Tom,
I think it has *everything* to do with memes. I've been trying for 2 months
to get across the idea that if it happens on a behavioral level it happens
at the cellular level (and that's where I'm placing the discovery of the
physical structure of "meme"; even though many would leave it at the
behavioral level as something metaphorical which describes the evolution of
culture). The "dance" phenomenon as in "the social equivalent of thinking"

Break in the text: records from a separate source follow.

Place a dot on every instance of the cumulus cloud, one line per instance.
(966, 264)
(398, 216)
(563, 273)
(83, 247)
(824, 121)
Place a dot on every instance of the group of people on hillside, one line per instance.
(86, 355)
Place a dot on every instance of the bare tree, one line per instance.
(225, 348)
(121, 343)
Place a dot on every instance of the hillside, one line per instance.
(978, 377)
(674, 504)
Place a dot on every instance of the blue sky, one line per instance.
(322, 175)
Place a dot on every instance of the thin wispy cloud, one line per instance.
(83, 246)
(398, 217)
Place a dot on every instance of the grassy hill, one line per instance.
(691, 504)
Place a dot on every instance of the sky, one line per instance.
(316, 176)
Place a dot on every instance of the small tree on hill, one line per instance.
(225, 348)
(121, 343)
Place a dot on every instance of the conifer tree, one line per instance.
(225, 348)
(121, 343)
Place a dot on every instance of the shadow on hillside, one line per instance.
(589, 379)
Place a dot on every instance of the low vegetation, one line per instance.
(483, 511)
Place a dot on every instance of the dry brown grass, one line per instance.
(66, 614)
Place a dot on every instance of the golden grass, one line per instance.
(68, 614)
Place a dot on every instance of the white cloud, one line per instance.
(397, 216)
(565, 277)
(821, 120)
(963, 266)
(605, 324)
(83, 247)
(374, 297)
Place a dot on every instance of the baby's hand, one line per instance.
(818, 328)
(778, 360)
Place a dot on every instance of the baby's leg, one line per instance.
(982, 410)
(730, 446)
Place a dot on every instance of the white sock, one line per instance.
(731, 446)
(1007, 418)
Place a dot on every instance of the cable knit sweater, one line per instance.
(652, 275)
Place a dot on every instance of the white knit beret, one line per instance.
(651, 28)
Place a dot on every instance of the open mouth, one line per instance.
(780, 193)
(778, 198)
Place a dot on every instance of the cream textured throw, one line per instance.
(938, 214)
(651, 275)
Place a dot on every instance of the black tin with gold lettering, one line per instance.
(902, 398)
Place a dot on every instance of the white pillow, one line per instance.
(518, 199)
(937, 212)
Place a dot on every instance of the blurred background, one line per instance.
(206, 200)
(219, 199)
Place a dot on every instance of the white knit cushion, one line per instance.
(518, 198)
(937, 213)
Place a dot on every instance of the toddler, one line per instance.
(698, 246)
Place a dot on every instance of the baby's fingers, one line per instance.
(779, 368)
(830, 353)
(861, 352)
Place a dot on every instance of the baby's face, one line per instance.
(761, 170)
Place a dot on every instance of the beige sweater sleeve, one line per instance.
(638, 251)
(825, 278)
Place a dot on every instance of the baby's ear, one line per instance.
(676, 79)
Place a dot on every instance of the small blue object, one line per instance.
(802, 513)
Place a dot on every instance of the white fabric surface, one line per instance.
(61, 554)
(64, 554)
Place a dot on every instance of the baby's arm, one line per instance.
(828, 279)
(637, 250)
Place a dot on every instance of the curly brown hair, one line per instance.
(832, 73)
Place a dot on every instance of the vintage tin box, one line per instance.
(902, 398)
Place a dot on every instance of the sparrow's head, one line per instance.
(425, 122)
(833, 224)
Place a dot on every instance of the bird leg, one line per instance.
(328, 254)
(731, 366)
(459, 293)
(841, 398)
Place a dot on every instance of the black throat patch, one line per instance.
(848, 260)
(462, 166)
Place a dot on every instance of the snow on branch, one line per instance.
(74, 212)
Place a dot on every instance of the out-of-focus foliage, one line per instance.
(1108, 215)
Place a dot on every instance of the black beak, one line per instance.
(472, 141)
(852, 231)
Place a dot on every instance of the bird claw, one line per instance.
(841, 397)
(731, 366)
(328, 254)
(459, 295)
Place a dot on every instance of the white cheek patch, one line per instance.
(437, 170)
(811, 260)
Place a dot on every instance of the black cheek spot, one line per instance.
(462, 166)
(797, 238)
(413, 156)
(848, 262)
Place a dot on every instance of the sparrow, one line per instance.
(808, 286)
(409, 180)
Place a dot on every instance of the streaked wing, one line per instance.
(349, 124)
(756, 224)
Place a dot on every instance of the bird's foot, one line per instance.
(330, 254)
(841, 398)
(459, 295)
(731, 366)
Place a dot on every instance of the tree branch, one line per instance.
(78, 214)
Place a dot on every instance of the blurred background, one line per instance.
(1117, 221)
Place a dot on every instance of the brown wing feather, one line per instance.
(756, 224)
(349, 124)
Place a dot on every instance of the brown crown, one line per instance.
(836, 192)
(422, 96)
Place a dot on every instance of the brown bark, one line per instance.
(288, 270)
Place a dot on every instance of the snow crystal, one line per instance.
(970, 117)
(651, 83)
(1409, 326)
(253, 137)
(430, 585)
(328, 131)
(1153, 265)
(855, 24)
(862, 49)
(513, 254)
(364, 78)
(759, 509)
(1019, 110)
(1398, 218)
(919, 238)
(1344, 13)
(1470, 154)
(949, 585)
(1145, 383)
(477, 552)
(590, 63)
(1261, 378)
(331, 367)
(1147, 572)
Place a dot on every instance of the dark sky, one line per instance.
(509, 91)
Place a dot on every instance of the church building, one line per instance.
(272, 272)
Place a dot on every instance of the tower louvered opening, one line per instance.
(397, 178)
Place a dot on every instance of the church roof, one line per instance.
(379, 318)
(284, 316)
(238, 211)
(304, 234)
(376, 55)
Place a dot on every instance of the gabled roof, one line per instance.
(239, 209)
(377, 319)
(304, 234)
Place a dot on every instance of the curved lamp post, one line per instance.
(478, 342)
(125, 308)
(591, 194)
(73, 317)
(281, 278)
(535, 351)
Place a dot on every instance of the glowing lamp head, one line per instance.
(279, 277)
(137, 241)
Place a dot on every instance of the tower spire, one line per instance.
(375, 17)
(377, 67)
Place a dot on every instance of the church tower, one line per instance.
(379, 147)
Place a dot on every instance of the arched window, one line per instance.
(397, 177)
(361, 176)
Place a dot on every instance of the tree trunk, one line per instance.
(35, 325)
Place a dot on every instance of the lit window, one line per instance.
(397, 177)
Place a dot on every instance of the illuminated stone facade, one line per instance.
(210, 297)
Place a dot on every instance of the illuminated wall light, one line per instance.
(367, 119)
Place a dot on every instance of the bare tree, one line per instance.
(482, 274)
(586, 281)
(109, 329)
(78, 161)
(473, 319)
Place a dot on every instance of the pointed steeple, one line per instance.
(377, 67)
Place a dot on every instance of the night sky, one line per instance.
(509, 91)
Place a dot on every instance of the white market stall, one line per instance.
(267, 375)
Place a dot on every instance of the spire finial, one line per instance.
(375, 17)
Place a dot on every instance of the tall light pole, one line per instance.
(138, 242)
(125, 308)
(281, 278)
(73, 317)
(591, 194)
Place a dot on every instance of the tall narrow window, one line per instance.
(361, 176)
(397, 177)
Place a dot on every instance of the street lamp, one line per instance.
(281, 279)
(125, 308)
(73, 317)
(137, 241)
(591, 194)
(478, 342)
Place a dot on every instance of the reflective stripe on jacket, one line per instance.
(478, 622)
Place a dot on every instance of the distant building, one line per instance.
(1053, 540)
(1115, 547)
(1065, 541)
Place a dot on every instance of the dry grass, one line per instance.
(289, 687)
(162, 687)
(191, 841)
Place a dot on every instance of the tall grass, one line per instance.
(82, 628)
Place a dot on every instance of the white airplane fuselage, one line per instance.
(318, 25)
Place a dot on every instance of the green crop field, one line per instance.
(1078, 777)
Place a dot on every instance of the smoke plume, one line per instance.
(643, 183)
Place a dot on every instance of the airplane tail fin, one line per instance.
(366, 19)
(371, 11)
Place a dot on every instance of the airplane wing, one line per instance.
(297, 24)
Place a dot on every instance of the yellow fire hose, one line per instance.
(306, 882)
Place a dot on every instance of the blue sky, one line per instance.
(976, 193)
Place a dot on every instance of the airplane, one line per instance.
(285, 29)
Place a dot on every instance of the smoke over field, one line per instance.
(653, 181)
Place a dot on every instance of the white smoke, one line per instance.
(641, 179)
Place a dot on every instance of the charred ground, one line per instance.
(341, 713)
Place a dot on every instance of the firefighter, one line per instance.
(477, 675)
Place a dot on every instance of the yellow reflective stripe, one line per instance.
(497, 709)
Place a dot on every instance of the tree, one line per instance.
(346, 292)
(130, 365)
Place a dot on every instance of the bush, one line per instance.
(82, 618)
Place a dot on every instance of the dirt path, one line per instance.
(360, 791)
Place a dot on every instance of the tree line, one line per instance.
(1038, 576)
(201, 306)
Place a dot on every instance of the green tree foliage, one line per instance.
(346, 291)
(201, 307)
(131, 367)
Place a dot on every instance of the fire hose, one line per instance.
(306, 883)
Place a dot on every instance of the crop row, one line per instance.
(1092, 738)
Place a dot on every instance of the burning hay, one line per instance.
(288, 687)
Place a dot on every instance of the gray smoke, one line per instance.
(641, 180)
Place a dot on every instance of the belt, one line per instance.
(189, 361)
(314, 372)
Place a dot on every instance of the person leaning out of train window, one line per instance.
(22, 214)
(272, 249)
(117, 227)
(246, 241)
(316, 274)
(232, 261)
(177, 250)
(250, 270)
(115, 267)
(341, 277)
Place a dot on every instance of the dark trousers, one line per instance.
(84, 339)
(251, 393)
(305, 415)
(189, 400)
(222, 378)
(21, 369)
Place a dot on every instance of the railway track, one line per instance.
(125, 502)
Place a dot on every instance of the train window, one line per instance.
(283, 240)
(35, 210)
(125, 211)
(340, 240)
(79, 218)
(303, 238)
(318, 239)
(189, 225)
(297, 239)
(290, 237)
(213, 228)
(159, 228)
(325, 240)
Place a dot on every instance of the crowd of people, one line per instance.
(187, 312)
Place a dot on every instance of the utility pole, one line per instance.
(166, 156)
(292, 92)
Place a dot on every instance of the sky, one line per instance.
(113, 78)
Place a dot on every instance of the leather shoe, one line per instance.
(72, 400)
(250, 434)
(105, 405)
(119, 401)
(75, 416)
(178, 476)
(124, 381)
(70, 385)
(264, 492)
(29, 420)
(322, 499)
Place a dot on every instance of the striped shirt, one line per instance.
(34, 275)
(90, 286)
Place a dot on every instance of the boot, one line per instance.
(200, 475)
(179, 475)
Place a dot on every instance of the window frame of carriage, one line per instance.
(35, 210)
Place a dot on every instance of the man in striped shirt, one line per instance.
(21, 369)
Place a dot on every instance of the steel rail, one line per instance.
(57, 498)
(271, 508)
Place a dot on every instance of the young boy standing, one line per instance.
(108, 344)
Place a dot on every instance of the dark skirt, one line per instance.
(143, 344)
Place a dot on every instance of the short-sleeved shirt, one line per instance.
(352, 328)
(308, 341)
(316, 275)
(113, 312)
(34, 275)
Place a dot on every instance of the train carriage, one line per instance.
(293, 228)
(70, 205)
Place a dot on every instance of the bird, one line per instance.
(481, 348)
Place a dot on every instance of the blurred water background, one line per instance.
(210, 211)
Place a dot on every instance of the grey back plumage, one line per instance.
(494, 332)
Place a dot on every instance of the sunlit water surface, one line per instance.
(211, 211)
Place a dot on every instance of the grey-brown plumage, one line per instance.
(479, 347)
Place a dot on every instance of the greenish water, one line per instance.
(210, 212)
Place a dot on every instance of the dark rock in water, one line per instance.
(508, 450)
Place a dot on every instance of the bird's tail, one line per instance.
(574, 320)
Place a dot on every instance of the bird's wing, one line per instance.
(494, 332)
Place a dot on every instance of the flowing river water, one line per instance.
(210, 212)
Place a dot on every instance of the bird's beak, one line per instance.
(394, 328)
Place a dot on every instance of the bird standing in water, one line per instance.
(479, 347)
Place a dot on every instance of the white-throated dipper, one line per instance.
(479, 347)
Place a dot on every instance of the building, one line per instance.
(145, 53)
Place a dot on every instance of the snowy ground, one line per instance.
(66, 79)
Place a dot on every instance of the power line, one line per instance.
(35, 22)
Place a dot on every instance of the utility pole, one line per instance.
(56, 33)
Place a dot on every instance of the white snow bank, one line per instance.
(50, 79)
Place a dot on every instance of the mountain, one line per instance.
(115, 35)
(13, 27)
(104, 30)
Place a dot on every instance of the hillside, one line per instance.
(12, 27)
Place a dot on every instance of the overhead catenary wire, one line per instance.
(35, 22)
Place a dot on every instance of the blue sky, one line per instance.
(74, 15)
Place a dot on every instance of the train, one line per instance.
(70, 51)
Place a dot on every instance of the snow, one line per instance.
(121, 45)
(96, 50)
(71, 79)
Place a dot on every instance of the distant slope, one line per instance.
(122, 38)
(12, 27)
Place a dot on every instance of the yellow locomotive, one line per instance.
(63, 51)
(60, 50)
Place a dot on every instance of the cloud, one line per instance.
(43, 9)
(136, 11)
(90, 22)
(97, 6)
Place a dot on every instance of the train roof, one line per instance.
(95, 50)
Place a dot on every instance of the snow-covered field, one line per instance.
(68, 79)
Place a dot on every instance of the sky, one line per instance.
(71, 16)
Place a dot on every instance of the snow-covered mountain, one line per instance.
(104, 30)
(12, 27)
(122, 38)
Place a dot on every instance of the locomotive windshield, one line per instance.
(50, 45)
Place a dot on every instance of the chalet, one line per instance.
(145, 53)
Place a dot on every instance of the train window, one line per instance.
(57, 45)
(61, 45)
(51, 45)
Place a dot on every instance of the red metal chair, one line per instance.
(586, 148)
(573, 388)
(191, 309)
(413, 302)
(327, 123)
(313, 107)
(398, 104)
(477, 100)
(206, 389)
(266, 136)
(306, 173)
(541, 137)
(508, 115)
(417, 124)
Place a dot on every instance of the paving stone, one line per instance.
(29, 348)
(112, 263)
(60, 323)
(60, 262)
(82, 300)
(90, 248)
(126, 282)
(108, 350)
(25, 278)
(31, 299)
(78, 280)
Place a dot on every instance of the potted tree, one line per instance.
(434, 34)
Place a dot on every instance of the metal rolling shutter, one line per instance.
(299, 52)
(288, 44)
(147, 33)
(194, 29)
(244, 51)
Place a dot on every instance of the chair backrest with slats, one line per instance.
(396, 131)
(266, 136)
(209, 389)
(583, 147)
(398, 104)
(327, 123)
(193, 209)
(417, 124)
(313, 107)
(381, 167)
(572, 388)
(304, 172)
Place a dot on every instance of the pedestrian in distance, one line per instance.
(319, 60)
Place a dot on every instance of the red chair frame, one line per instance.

has equivalents throughout the material realm as it regards the passing on
of traits: It is the mating dance, it is the spawning of salmon who go
against the flow, it is the swimming of sperm to the egg in a test of
fitness, it is the *genetic* determinant of survival of the fittest (must
surely be how the gene functions, "chance recombination"). By my
calculations though, the game is zero sum and leaves one with "chance" as
the final word. So, it provides raw material, fuel for the fire, of memetic
processes--which is more like the continuence of a prime cause through its
own evolutionary stages (or more properly, through *developmental* stages,
evolution being reserved for "growth" in the sense of taking in several
possibilities...memetic replication becomes, similarly, "development" in the
sense of forward momentum).
Brett
The
At 09:08 PM 9/23/97 -0400, you wrote:
>>For some people there is no content there is only the dance...content comes
>>from within. Personal attacks (deconstructing someone else's argument and
>>taking the spoils) is the way some "think"...in fact, it is the social
>>equivalent of thinking (Assume for a moment that each person were an idea
>>and the combination of each person/idea produced a new idea which destroys
>>it's components).
>I feel compelled to offer up a vigorous "Me too!" with that 'social
>equivalent of thinking' bit. But--in your judgement--is that good or bad?
>er.. is dancing an ideal, a needed tool, or something to shy away from? or
>a combination?
>feeling really level-2-ish:
>tom.
>This post has nothing to say directly about memetics, does it?
Returning,
rBERTS%n
Rabble Sonnet Retort
Anyone can do any amount of work provided it isn't the work
he is supposed to be doing at that moment.